Remember how last summer’s horrifying Atlanta spa shooting deaths of eight people, including six Asian women, spurred a season of #StopAsianHate sentiment to empower and protect Asian Americans?

Harvard forgot all that very quickly. You see, Harvard doesn’t like too many Asian students getting accepted to their hallowed halls. Harvard is upset that on Monday, the U.S. Supreme Court accepted two cases challenging racial preferences in student admissions both at Harvard and the University of North Carolina. 

These schools use race to suppress the number of Asian students (and white students, but to a lesser degree) on campus in order to give more spots to black and Latino students. Asians are just too bright in terms of GPAs and standardized tests — the universal, equalizing yardstick to measure student achievement.

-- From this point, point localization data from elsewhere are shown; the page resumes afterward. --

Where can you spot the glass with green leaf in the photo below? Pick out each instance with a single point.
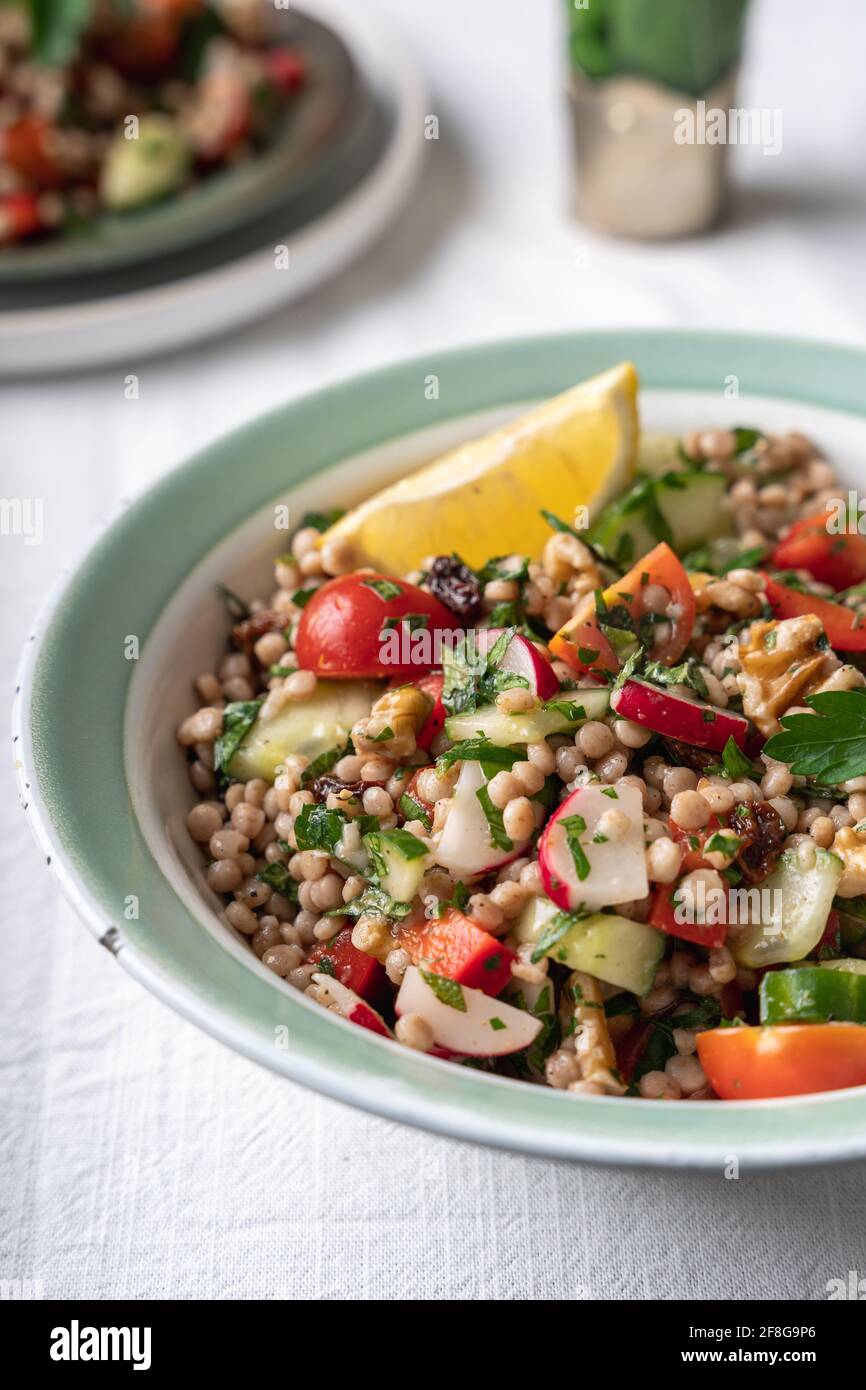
(652, 86)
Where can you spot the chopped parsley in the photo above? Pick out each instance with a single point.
(238, 719)
(446, 991)
(387, 590)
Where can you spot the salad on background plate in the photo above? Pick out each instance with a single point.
(551, 759)
(111, 106)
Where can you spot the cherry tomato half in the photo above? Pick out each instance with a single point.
(352, 628)
(754, 1064)
(584, 647)
(18, 217)
(845, 631)
(27, 148)
(663, 915)
(838, 560)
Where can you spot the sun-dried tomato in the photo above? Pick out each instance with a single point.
(325, 784)
(763, 834)
(246, 634)
(455, 585)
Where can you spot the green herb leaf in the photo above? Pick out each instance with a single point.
(555, 930)
(492, 756)
(278, 877)
(325, 762)
(446, 991)
(574, 827)
(373, 900)
(495, 820)
(414, 811)
(387, 590)
(57, 27)
(736, 763)
(238, 719)
(829, 745)
(320, 520)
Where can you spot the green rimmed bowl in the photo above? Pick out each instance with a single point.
(106, 790)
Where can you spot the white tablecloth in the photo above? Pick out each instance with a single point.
(138, 1157)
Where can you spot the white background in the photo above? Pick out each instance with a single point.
(138, 1157)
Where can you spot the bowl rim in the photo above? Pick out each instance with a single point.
(356, 1070)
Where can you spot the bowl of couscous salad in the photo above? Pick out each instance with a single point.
(502, 772)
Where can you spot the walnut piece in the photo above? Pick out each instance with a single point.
(851, 849)
(783, 663)
(581, 1000)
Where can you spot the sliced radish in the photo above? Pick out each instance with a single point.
(690, 720)
(521, 658)
(588, 873)
(352, 1007)
(466, 847)
(471, 1023)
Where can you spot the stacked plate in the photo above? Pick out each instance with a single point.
(245, 242)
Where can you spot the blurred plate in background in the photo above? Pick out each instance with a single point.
(303, 149)
(334, 209)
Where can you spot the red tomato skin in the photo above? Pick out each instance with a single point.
(692, 858)
(435, 720)
(285, 68)
(660, 566)
(353, 968)
(755, 1064)
(18, 217)
(25, 146)
(452, 945)
(339, 628)
(845, 631)
(838, 560)
(699, 933)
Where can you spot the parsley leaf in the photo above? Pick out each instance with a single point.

As a graduate of the Harvard University’s Kennedy School of Government, I was saddened to receive this email in my inbox this afternoon from Harvard University president Larry Bacow: 

Dear Members of the Harvard Community,

Yesterday, the Supreme Court announced a decision that could put forty years of legal precedent at risk. Colleges and universities could lose the freedom and flexibility to create diverse campus communities that enrich education for all. Our admissions process, in which race is considered as one factor among many, makes us stronger. It prompts learning in day-to-day exchanges in our classrooms and laboratories, in our residential houses, and on our playing fields and stages. Our students understand these truths and see them reflected in their interactions with their classmates. Diversity opens our eyes to the promise of a better future.

Harvard celebrates and nurtures individuality as intensely as this nation. Those who challenge our admissions policies would ask us to rely upon a process far more mechanistic, a process far more reliant on simple assessments of objective criteria. Each of us is, however, more than our numbers, more than our grades, more than our rankings or scores. Ask yourself, how much have you learned from other people at this University? How much have you grown from conversations across difference? Would these conversations have been as rich if you had shared the same interests, the same life experiences, and—yes—the same racial or ethnic background as your fellow community members? This is why applications of any kind routinely go beyond mere numbers to include interviews, samples of work product, recommendations, and references. Narrowly drawn measures of academic distinction are not the only indicators of individual promise.

As the Supreme Court has recognized many times, race matters in the United States. I long for the day when it does not, but we still have miles to go before our journey is complete. Harvard will continue to defend with vigor admissions policies that were endorsed in the thoughtful decisions of two federal courts that concluded that we do not discriminate; our practices are consistent with Supreme Court precedent; there is no persuasive, credible evidence warranting a different outcome. Though I wish yesterday had turned out differently, I remain confident that the rule of law—and the respect for precedent that perpetuates it—will prevail.

Sincerely,

Larry

President Bacow, who is Jewish and discusses his faith in communications to students and alumni, should know better than to keep defending such bigotry. It wasn’t that long ago that Jews were suppressed from campus to make room for WASPs.

Brilliant, African-American economist Thomas Sowell showed in his book, Affirmative Action Around the World: An Empirical Study, that “race preference programs worldwide have not met expectations and have often produced the opposite of what was originally intended.”

Props to the Supreme Court for picking up these cases. They have a chance to support the Constitution’s guarantee of equal protection. This will make #StopAsianHate more than just a trendy hashtag.